The horticulturist said that his favourite landscape project so far was working on the gardens at Jersey Hospice Care, because it was a project where he could ‘really make a difference’.

‘It was my baby. It is the reason you go to college to study landscape architecture,’ he said.

‘It was a complex project, because the whole site had to be accessible by wheelchair, and a particular type of people use it – people who are in need of some peace and quiet.

‘It is all designed around eye-level height of patients sitting in bed so that they can look out their window, see the view, see the garden and make the most of what is an absolutely stunning area.’

Mr Labey hopes that the Jersey Botanic Garden Trust will be able to create a network of botanical gardens across the Island and will in the future be able to work with Durrell Wildlife Conservation Trust in maintaining habitats.

‘We would like to match plants to the animals and look at the whole eco-system which these creatures are a part of,’ he explained.

‘I think that could be very powerful because we could tell the whole story – you need to save the habitat to save the animal.’
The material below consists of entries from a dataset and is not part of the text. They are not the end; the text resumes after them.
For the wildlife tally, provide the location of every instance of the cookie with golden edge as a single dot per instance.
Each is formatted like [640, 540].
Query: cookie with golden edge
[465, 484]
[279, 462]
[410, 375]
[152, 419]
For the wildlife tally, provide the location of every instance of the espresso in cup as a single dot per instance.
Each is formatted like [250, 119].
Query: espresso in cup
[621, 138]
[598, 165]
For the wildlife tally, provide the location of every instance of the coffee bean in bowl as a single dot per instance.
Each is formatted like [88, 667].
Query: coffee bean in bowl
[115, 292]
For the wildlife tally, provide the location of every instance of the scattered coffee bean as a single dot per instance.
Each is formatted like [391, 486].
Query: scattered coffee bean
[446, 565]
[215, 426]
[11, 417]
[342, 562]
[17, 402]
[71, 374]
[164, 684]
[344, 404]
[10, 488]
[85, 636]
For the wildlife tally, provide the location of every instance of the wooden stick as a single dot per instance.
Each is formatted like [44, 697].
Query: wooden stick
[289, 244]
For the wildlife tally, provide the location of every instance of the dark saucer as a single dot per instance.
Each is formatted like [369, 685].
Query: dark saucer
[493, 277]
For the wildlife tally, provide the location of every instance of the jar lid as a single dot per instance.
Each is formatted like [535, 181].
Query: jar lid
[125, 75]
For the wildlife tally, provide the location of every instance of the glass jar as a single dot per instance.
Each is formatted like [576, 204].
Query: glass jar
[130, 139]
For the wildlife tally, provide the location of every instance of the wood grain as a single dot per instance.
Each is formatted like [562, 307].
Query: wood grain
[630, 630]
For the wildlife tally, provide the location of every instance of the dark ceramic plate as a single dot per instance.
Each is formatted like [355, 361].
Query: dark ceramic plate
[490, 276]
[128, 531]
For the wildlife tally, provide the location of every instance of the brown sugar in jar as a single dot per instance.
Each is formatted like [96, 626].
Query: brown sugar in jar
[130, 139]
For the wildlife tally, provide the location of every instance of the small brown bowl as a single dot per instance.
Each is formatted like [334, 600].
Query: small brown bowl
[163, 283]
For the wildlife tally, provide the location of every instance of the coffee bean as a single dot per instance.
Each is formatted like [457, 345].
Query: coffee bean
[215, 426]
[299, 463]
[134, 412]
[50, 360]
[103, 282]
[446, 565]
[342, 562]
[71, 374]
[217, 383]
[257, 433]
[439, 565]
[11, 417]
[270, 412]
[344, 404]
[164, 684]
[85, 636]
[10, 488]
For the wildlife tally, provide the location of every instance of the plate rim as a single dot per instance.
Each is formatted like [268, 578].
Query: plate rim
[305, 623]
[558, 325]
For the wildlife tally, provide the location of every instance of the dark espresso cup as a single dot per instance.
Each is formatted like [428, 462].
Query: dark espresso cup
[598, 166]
He added that the charity’s main focus was to protect a number of species of endangered plants, some of which can be found only in Hawaii.

‘In Jersey we’ve got the same climate as the top part of Hawaii, and they have some amazing plants that live on the mountains, but they are endangered because they only come from Hawaii.

‘We also have the same climate as Florida, so if you have seen it growing in Florida, we can grow it here.’

Mr Labey would like to see cacti, oranges, limes, lemons and passion fruit grown in Jersey, as well as palm trees.

‘We have discovered that 64 different species of palm tree can be grown here,’ he said.

‘We will be focusing on the spectacular and the educational at the garden – that’s really what we hope to achieve with the Sir Winston Churchill Memorial Park.

‘We need to raise awareness and make people think about what Jersey is capable of.’

Sir Winston Churchill Memorial Park, where Mr Labey hopes to create a botanical garden

Speaking about his childhood dreams, he said he had wanted to be a cartoonist or a Spitfire pilot, but after working on the family farm during his teenage years he became hooked on gardening and the outdoors.

He added: ‘It was wonderful to be able to work outside and not to have to think. It was very peaceful.

‘It’s not the sort of profession where you are ever going to be rich, but it is a remarkable way to make a living.

‘I have a lot of friends who work in horticulture and we are all there because we love it.

‘I wouldn’t swap it for anything.’

Mr Labey, whose favourite botanic garden is in Peradeniya, Sri Lanka, has set his sights high for the future of Jersey’s botanical gardens and would like to see the Island growing tea commercially, as well as having the first botanical garden Michelin star restaurant.

‘I would love to grow tea at the Sir Winston Churchill Memorial Park,’ he said.

‘I really am keen that any tea that we sell through our shop will be locally grown.

‘If it is really good, it could be a great way to make money, selling Jersey botanic tea.’

A public meeting, chaired by Constable Steve Pallett, will be held on 25 June at St Brelade’s Parish Hall at 7.30 pm to discuss the idea of a botanical garden at Sir Winston Churchill Memorial Park. All are welcome.